Stop congratulating Obama for killing Bin Laden. The Navy Seals killed Bin Laden. #debate
President Barack Obama reads his statement on the death of Osama bin Laden from the East Room of the White House on May 1, 2011.Pablo Martinez Monsivais/AP
As President Donald Trump announced the death of ISIS founder Abu Bakr al-Baghdadi this morning, it was impossible to avoid comparisons to President Barack Obama's May 2011 announcement that Navy SEALs had killed Al Qaeda leader Osama bin Laden. Trump was clearly thinking about that key moment of his predecessor's presidency as he asserted that Baghdadi had been a threat "long before I took office" and that the ISIS leader had been "the biggest one we've ever captured." He also repeated the false claim that he had identified bin Laden as a threat before 9/11.
Trump's attempts to diminish Obama's role in taking down bin Laden aren't new. In the years following the raid, he frequently took to Twitter to suggest that Obama was taking too much credit for getting bin Laden. The very first mention came in November 2011, in which Trump appears to sanction the waterboarding of al Qaeda leader Khalid Sheik Mohammed for the sake of gathering intelligence on bin Laden. (The Obama administration had banned this form of torture; Trump has since tried to resurrect the practice.)
Waterboarding KSM gave us the intelligence that lead to Bin Laden.
Later that year, Trump went on CNN to talk about why Obama didn't "deserve credit for killing bin Laden." In the spring of 2012, he reiterated that point on CNBC and in a tweet that cited an article from Breitbart.
Yesterday I explained to @wolfblitzercnn on @CNNSitRoom why @BarackObama doesn't deserve credit for killing Bin Laden http://bit.ly/TkduX
My @SquawkCNBC interview discussing @BarackObama's #WHCD, my Scotland property & @BarackObama using Bin Laden's death http://bit.ly/KoxCfC
Admiral McRaven had full operational control of the Bin Laden mission http://bit.ly/Kg7vrN @BarackObama gave vague directions.

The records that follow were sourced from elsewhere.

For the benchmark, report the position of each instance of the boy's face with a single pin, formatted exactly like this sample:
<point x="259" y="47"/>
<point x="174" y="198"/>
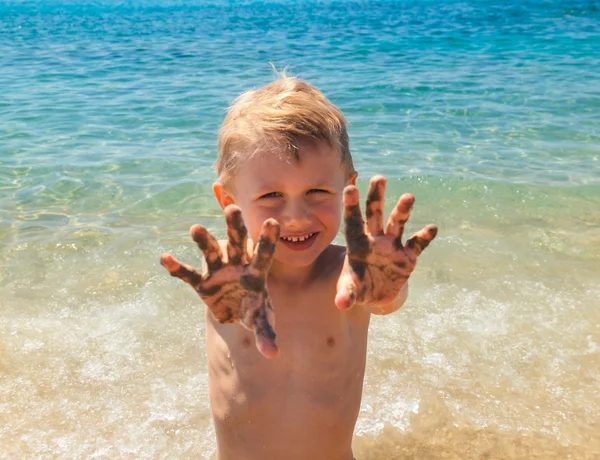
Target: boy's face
<point x="304" y="196"/>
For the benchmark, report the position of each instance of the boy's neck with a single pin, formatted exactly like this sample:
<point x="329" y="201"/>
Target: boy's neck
<point x="282" y="274"/>
<point x="298" y="277"/>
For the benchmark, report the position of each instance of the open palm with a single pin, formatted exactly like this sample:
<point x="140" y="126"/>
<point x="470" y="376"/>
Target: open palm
<point x="234" y="288"/>
<point x="379" y="264"/>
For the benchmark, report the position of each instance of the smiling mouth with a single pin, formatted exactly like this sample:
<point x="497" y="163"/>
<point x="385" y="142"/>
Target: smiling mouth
<point x="297" y="239"/>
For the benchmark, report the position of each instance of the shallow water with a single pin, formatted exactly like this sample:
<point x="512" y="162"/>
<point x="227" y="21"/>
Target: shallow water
<point x="488" y="113"/>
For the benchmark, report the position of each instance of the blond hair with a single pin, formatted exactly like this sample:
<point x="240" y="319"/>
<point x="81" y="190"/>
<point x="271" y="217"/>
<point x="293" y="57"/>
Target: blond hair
<point x="276" y="118"/>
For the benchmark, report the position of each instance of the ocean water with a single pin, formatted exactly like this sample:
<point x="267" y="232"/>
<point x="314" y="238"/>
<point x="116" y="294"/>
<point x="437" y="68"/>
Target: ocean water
<point x="488" y="112"/>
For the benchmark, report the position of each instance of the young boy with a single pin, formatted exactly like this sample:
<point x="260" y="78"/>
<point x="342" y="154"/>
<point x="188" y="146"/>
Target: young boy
<point x="284" y="164"/>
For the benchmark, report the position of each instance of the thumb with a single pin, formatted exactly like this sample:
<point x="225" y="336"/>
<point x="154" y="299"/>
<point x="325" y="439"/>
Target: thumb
<point x="346" y="292"/>
<point x="264" y="334"/>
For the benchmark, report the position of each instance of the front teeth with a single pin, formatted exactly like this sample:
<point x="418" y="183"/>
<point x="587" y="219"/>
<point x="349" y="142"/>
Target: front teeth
<point x="298" y="239"/>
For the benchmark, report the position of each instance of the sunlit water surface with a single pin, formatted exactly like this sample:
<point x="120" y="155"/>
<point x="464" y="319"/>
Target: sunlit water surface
<point x="488" y="112"/>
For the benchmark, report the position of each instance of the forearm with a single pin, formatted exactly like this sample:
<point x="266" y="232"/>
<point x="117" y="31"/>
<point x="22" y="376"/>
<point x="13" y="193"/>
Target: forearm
<point x="388" y="307"/>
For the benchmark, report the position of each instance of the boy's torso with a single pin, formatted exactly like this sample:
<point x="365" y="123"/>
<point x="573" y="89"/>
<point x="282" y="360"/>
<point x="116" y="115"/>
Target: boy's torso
<point x="304" y="403"/>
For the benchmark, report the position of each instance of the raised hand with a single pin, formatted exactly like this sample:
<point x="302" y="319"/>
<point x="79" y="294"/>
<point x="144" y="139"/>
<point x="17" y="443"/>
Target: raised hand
<point x="234" y="289"/>
<point x="378" y="263"/>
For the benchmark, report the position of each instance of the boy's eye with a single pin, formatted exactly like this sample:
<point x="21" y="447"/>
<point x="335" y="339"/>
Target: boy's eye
<point x="271" y="195"/>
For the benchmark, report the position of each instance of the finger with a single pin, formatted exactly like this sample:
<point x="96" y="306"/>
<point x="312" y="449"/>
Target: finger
<point x="354" y="229"/>
<point x="420" y="240"/>
<point x="265" y="249"/>
<point x="209" y="247"/>
<point x="263" y="331"/>
<point x="345" y="297"/>
<point x="184" y="272"/>
<point x="374" y="209"/>
<point x="237" y="235"/>
<point x="398" y="218"/>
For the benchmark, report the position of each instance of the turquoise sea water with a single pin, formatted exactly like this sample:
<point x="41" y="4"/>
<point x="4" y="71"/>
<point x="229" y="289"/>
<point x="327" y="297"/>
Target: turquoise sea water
<point x="489" y="112"/>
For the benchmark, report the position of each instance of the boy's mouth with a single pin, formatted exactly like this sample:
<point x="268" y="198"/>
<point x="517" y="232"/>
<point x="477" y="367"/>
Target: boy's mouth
<point x="299" y="242"/>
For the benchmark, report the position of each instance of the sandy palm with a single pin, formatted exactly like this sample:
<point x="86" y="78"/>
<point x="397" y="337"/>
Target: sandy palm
<point x="234" y="289"/>
<point x="379" y="264"/>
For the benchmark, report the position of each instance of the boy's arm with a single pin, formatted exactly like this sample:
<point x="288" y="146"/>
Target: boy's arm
<point x="378" y="264"/>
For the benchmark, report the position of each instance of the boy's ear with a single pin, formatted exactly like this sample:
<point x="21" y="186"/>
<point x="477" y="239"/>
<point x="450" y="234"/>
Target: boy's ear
<point x="352" y="178"/>
<point x="223" y="197"/>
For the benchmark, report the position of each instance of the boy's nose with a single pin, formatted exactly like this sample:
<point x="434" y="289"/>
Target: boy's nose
<point x="296" y="215"/>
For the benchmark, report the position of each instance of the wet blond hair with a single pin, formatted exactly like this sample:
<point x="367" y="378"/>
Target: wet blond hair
<point x="277" y="118"/>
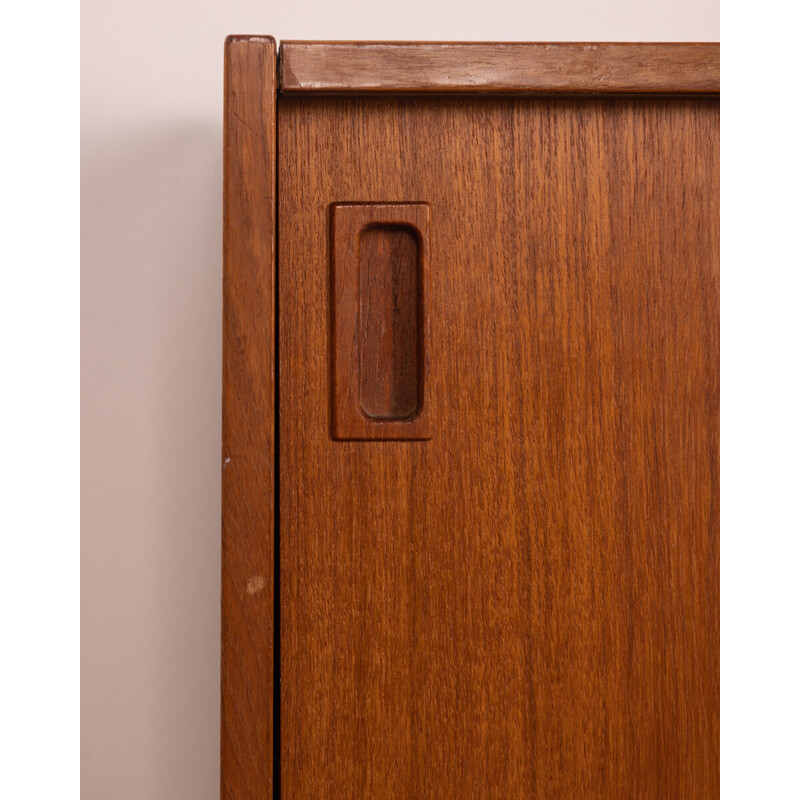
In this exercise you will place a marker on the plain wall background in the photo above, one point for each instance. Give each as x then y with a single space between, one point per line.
151 343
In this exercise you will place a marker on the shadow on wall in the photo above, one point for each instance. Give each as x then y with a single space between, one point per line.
151 383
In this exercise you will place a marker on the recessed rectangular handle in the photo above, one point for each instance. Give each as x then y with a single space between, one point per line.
380 320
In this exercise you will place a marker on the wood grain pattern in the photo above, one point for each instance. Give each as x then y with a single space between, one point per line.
512 67
379 318
248 421
525 606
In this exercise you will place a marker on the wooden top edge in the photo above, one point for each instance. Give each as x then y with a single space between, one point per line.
237 38
500 67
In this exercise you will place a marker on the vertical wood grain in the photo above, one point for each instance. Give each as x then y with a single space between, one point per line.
389 363
248 435
525 606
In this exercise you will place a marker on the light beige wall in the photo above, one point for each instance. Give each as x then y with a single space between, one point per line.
151 300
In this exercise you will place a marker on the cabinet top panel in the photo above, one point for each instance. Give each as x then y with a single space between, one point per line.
501 67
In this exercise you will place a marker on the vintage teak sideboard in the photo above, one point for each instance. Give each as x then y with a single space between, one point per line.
471 421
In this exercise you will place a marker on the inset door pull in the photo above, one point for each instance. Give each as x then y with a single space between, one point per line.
379 262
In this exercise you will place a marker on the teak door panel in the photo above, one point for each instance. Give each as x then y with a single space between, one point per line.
470 421
526 604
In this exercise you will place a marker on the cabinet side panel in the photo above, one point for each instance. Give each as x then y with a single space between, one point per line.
248 425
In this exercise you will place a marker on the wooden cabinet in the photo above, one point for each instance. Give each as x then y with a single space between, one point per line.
471 421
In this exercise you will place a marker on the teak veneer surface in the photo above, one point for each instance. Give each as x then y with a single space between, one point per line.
248 419
526 605
508 67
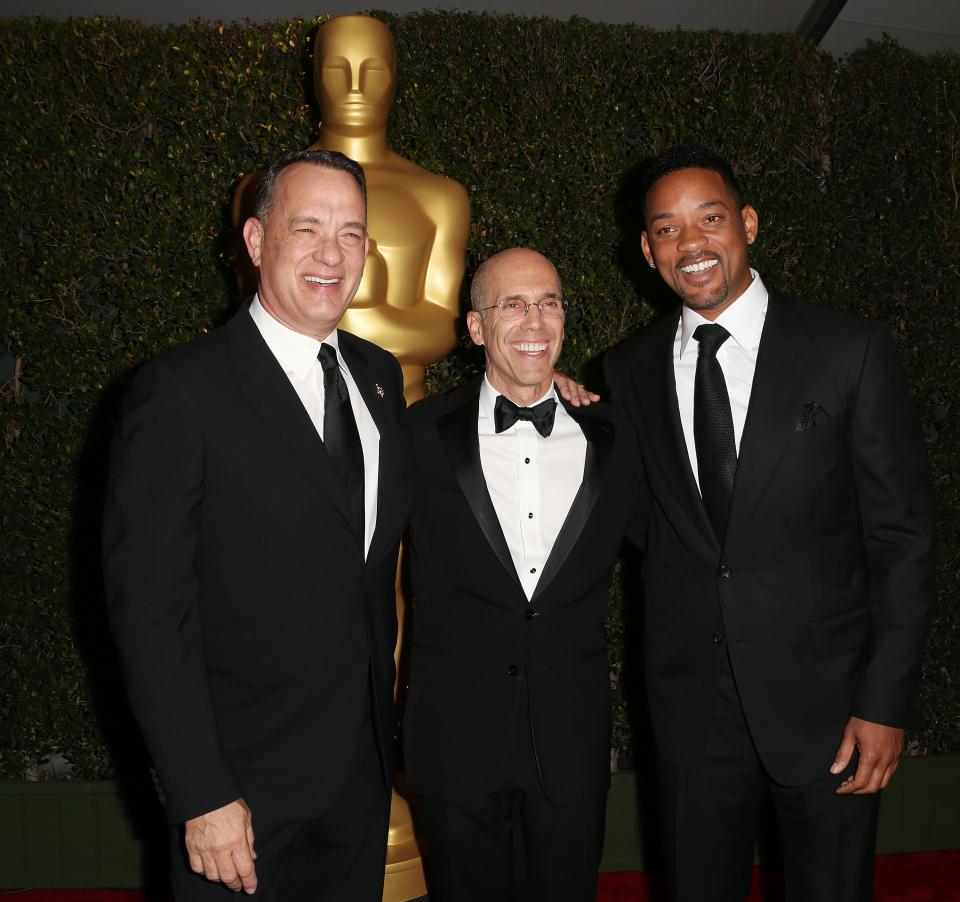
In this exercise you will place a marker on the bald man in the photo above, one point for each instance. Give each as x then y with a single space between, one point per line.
520 507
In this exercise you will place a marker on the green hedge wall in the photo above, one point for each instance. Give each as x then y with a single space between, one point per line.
122 145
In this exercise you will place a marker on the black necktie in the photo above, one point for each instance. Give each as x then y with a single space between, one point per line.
506 413
713 429
340 435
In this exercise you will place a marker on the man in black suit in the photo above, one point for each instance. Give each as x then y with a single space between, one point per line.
519 511
257 495
789 564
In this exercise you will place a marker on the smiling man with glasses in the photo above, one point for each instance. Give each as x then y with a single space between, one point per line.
521 504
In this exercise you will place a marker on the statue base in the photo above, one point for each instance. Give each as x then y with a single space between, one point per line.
404 878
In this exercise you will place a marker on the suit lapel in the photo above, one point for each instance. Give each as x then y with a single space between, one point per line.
598 432
662 433
267 388
458 435
776 398
380 408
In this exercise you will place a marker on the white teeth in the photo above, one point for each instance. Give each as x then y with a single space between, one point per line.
701 266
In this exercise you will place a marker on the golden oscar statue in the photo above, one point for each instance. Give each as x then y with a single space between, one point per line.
408 300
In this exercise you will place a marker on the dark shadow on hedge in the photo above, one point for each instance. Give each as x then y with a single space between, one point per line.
628 208
95 646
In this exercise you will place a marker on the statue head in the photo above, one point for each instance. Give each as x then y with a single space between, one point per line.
354 73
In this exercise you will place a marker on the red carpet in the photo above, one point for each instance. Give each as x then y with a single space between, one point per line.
913 877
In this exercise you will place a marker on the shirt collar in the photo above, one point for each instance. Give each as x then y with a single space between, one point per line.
296 352
743 319
488 397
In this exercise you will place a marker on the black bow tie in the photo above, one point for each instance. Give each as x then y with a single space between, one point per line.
506 413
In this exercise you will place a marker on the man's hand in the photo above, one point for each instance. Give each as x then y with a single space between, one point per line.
574 392
880 749
220 846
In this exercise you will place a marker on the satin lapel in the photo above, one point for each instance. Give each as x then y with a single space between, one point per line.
662 432
776 399
380 407
458 435
600 440
267 388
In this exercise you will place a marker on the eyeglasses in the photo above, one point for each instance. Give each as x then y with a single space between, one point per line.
551 308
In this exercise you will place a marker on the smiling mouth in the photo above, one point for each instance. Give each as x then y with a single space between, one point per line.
699 266
531 347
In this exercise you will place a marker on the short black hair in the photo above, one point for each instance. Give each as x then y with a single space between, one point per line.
326 159
688 156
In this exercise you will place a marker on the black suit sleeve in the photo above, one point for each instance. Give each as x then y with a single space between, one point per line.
636 527
151 533
895 496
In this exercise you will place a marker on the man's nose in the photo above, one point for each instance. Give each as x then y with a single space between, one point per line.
328 251
534 317
691 239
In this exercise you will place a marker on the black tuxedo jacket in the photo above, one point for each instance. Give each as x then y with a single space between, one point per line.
478 644
822 591
250 627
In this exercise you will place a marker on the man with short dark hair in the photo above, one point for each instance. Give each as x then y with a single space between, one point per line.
789 565
258 489
520 506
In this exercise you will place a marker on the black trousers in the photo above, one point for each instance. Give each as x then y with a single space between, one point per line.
711 810
512 844
337 857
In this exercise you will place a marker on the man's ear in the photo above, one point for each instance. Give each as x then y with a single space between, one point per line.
751 222
253 238
475 327
645 246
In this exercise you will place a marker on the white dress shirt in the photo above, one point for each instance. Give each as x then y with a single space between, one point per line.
532 481
737 357
297 354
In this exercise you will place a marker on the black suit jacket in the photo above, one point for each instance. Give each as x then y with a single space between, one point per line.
250 627
477 643
822 591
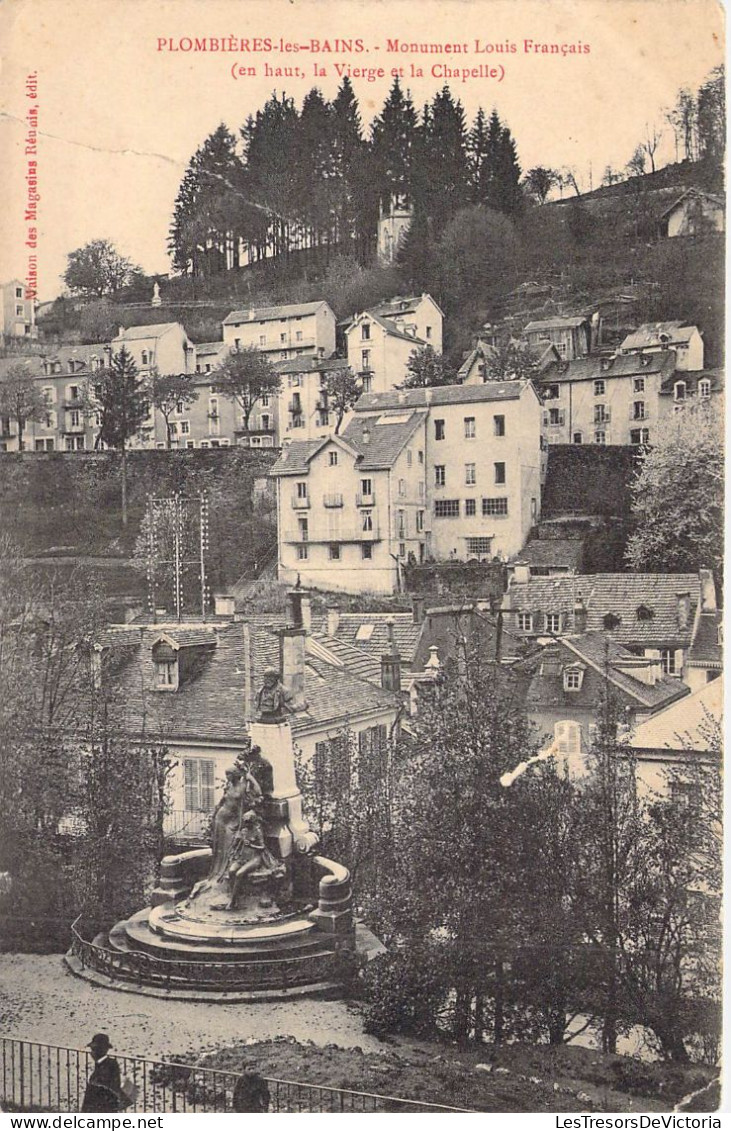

In September 2012, a Navy SEAL who had been part of the bin Laden mission published a tell-all autobiography that contradicted some details of the Obama administration's telling of the raid. Trump called Obama's "story a big lie."
Military reps have attacked @BarackObama over Bin Laden leaks--they believe he's just using this for his benefit. Not a big surprise...
Book on Bin Laden is a terrible violation of code--makes @BarackObama's story a big lie.
On the eleventh anniversary of 9/11, Trump emphasized that a Navy SEAL killed bin Laden, setting up a new round of attacks on Obama as the 2012 election neared.
On this solemn day of remembrance we can all take joy in the fact that Bin Laden's last sight was a Navy SEAL pulling the trigger.
After Republican presidential nominee Mitt Romney congratulated Obama during a debate for "taking out Osama bin Laden," Trump railed against the president for taking credit for bin Laden's slaying. He declared that the debate was the first time Obama used "we" instead of "I" in describing the terrorist leader's death. (It was not.)